That, what with sneers from enemies and cheapening shrugs from friends,
It will cost you all the earnings that a month of labor lends."

There are, as might be expected, some commonplace pieces in the volume,— a few failures in the line of humor. The Spectre Pig, the Dorchester Giant, the Height of the Ridiculous, and one or two others might be omitted in the next edition without detriment. They would do well enough for an amateur humorist, but are scarcely worthy of one who stands at the head of the profession.

It was said of James Smith, of the Rejected Addresses, that "if he had not been a witty man, he would have been a great man." Hood's humor and drollery kept in the background the pathos and beauty of his sober productions; and Dr. Holmes, we suspect, might have ranked higher among a large class of readers than he now does had he never written his Ballad of the Oysterman, his Comet, and his September Gale. Such lyrics as La Grisette, the Puritan's Vision, and that unique compound of humor and pathos, The Last Leaf; show that he possesses the power of touching the deeper chords of the heart and of calling forth tears as well as smiles. Who does not feel the power of this simple picture of the old man in the last-mentioned poem?

"But now he walks the streets,
And he looks at all he meets
Sad and wan,
And he shakes his feeble head,
That it seems as if he said,
'They are gone.'

"The mossy marbles rest
On the lips that he has prest
In their bloom,
And the names he loved to hear
Have been carved for many a year
On the tomb."

Dr. Holmes has been likened to Thomas Hood; but there is little in common between them save the power of combining fancy and sentiment with grotesque drollery and humor. Hood, under all his whims and oddities, conceals the vehement intensity of a reformer.

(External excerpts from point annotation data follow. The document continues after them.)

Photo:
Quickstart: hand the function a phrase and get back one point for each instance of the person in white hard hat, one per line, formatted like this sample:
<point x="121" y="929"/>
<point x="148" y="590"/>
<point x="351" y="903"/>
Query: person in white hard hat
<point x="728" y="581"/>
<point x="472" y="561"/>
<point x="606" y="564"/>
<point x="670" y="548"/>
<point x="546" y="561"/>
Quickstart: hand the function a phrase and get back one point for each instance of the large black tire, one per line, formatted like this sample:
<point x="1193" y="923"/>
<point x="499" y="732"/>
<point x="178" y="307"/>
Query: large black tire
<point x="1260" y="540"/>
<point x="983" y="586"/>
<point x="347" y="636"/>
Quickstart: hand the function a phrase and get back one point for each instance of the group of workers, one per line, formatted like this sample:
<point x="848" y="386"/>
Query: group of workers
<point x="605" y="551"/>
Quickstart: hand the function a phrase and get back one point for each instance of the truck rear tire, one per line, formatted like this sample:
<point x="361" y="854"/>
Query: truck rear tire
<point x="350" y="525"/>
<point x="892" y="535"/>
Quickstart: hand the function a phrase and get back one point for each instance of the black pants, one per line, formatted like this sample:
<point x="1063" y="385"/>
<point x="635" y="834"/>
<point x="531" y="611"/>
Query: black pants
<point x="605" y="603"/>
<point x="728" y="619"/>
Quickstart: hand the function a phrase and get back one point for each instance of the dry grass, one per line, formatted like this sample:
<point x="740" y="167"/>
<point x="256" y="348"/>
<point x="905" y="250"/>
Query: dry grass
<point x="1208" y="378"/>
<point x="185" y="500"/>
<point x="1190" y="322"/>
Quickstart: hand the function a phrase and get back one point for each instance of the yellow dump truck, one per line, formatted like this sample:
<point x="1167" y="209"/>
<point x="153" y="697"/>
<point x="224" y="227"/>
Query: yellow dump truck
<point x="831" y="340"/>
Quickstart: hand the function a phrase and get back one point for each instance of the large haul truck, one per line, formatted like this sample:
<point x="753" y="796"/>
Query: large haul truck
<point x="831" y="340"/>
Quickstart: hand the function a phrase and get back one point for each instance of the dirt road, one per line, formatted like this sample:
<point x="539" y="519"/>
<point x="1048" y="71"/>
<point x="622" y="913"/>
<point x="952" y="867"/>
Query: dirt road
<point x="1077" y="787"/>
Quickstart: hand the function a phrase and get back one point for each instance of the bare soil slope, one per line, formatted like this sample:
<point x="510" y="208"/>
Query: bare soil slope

The iron of the world's wrongs had entered into his soul; there is an undertone of sorrow in his lyrics; his sarcasm, directed against oppression and bigotry, at times betrays the earnestness of one whose own withers have been wrung. Holmes writes simply for the amusement of himself and his readers; he deals only with the vanity, the foibles, and the minor faults of mankind, good naturedly and almost sympathizingly suggesting excuses for the folly which he tosses about on the horns of his ridicule. In this respect he differs widely from his fellow-townsman, Russell Lowell, whose keen wit and scathing sarcasm, in the famous Biglow Papers, and the notes of Parson Wilbur, strike at the great evils of society and deal with the rank offences of church and state. Hosea Biglow, in his way, is as earnest a preacher as Habakkuk Mucklewrath or Obadiah Bind-their-kings- in-chains-and-their-nobles-in-fetters-of-iron. His verse smacks of the old Puritan flavor. Holmes has a gentler mission. His careless, genial humor reminds us of James Smith in his Rejected Addresses and of Horace in London. Long may he live to make broader the face of our care- ridden generation, and to realize for himself the truth of the wise man's declaration that a "merry heart is a continual feast."